There is no interstellar communication technology other than sending someone as a courier with news, messages, and information through the bulk, or Outer Darkness. The Outer Darkness is a large extra dimension, as described in various brane cosmology theories, and by using complicated mathematical formula and literal "magic" space wizards can pierce the boundaries of the membrane (or known universe), travel directly through Outer Darkness, and reemerge within the known universe at a given distant point. The point of course would be to travel somewhere that you could not reach by conventional means, as in travel to another star system, or extremely distant travel within the same star system. Travel through Outer Darkness means traveling outside of the normal observed universe, including its 4th dimension of time, so there are some unusual effects of traveling through the bulk—one of which is that no matter how far you are traveling, it seems to require several days (as observed from within your ship) to do so, and the amount of time that passed within the observed universe also seems to rarely be less than about a week. There are limits to how far in real space such a bulk shortcut (sometimes called a jump, or bulk-cut) can take you, beyond which the amount of mathematical variables that can adversely affect the trip becomes suicidal because it's so unpredictable.

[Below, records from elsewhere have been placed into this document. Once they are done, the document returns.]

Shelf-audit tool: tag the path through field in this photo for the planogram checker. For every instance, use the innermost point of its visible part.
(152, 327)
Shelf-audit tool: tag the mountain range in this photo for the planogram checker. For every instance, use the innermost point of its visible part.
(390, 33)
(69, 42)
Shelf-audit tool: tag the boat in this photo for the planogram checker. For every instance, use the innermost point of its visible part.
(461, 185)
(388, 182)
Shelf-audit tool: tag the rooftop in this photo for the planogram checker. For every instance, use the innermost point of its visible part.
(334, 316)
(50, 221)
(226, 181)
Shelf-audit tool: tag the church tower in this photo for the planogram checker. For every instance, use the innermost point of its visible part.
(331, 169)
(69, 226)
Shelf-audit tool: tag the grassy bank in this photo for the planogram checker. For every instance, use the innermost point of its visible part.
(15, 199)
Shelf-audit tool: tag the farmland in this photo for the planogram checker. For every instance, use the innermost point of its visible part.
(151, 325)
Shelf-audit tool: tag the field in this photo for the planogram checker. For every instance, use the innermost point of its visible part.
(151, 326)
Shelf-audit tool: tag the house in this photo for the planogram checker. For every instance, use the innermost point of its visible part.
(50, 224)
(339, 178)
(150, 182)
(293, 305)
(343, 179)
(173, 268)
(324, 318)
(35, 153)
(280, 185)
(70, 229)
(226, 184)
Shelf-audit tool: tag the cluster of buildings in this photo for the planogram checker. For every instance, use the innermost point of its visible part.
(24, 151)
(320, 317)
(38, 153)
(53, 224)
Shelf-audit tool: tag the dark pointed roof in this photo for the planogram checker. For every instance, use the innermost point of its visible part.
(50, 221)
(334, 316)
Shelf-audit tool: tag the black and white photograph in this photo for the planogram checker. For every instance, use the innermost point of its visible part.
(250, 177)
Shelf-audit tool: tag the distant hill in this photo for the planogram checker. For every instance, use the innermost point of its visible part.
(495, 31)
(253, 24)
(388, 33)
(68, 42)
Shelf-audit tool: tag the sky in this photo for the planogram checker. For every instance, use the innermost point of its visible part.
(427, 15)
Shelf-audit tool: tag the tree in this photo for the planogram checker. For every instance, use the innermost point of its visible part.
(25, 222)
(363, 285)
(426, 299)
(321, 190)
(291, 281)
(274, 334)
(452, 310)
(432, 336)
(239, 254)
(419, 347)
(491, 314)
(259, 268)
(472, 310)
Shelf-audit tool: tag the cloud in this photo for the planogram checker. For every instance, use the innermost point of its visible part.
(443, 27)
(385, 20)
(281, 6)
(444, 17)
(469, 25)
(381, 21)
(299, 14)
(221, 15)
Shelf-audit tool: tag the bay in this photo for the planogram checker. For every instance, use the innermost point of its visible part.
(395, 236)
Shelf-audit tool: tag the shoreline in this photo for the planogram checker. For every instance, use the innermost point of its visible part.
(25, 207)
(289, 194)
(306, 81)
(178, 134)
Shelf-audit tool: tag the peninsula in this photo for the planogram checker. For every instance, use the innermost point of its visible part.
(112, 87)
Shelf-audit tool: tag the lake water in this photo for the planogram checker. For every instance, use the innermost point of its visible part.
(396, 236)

This means that traveling by bulk jump ships become something similar to an interstellar pony express at its fastest, which is the only way of connecting vast distances across the setting. This relative disconnectedness means that large central governments are relatively ineffective, and local processes of culture, politics, religion and more dominate rather than broader, galactic ones.

And although aliens exist, this is still a humano-centric setting. In fact, at least a third of the humanity, which is most of the characters you'll see, are the descendants of former northern Europeans and Americans—later joined by smaller contingents of Russian and Chinese settlers. The other two thirds are, of course, humans but not of original Earth extraction, so they represent completely foreign and alien ethnic groups, often with unusual physical features that developed as a response to particular environmental conditions from which they originated.

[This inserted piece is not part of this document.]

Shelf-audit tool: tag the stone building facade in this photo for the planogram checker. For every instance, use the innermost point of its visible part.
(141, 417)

That's the kind of setting that AD ASTRA supports. Psuedo-fantasy space opera. Swasbuckling adventure. Red sci-fi, not blue sci-fi "men with screwdrivers" and certainly not pink sci-fi nihilistic, anti-Western Civilization propaganda.

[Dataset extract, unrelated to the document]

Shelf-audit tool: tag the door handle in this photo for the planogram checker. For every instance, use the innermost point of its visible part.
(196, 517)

NOTE: Attached are two versions of a character sheet. The regular one, AdAstraCS.pdf is a single page, front and back, with plenty of room to make notes and write big. The first page is for the character and the second for a ship. If the character doesn't have a ship, he doesn't need the back page. The second one, AdAstraCD-small.pdf is a single page version of the entire thing; the top half is the character, the second half is the ship, with a little bit of room for a few minor notes at the bottom (and of course, you can make any notes you want on the back printout—unless you use this on a tablet or laptop.)

I like the idea that you can write up a character in a very small space, if desired—although an index card might be a bit cramped unless you have very small handwriting. But a sheet of notebook paper is more than sufficient.

The pdfs are not form-fillable, because I don't create pdfs very often and haven't bothered trying to figure out how to do that. They're really meant to be printed out and written on with a pencil, ideally.